Eine zweistellige Zahl von Pool-Mitgliedern hatte den GWD-Unterstützerkreis wegen des Teilumzugs nach Hannover verlassen. Eine Rückkehrer-Welle, wie es sie bei den Zuschauern gegeben hat, blieb aus. 170 Mitglieder hatte der Pool in der Spitze. Heute sind es 123. Eine Zahl, die ausgebaut werden soll. "Daran müssen wir arbeiten. Die Umstände sind eigentlich ideal", sagt Rudi Wachenfeld, Mitglied des Pool-Vorstandes.
Vier Optionen bieten sich letztlich, um den Etat zu stemmen: Eine erhebliche Steigerung der Einnahmen durch die Akquisition neuer Geldgeber und Partner ist die zentrale Säule des Projektes Bundesliga. Hilfestellungen seitens der Gesellschafter - in welcher Form auch immer - sind eine zweite Möglichkeit. Eine dritte liegt im Bereich der Einsparungen (Bredemeier: "Auch hier machen wir alles, was möglich ist." Und eine vierte Option liegt im Kern des Ganzen: All das, was am Ende fehlt, wird zu Kürzungen im Bereich der Mannschaft führen und damit die Konkurrenzfähigkeit im Stahlbad Bundesliga mindern.

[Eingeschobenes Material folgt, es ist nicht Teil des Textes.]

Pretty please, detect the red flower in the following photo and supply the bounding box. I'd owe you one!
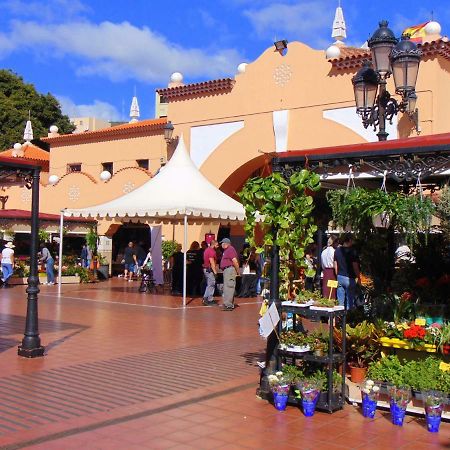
[400,291,412,302]
[403,325,427,339]
[416,277,430,287]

Verkauf Niemeyers als letzter Rettungsanker
Rund zwei Drittel des Etats machen die Personalkosten rund um das Team aus. Die vier auslaufenden Verträge böten bei ihrer Neugestaltung einen gewissen Spielraum, erklärt Bredemeier, der sei allerdings gering. Die sich aufdrängende Not-Option mag der Manager kaum aussprechen: "Wir wollen Arne Niemeyer unbedingt halten. Das haben wir klar erklärt", sagt Bredemeier über den Kapitän und Leitwolf seines Teams.
Für Niemeyer, der in Minden noch bis 2008 vertraglich gebunden ist, liegt ein gut dotiertes Angebot der SG Kronau/Östringen vor. Die Ablöse würde reichlich Geld in die GWD-Kasse spülen, der Mannschaft aber eine elementare Stütze rauben und den Fans eine wichtige Identifikationsfigur. "Das ist ein Plan, den niemand in Minden will", erklärt Bredemeier denn auch, doch seine Worte lassen erahnen, dass der "Verkauf" Niemeyers eine letzte Option bleibt.
Doch derzeit will Bredemeier davon nichts wissen. "Wenn wir es schaffen, den Etat von zwei Millionen Euro auf die nächsten Jahre zu sichern, dann können wir ein Team werden, das sich im Mittelfeld der Liga etabliert. Wir werden mit Flensburg, Kiel und Co. nicht mithalten können, aber vielleicht werden wir sie hin und wieder ärgern", beschreibt der Manager seine Hoffnung und setzt die Leistung der Mindener Rasselbande ins Verhältnis zum Finanzaufwand. "Man muss mal schauen, wieviel Geld in Hamburg oder Kronau in die Hand genommen wird und wie das Ergebnis aussieht", sagt Bredemeier. Wohl bei keiner Mannschaft der Liga sind die Kosten pro Pluspunkt so gering wie bei GWD - und bei kaum einer Mannschaft ist der Spaß- und Erlebnisfaktor so hoch wie derzeit bei GWD.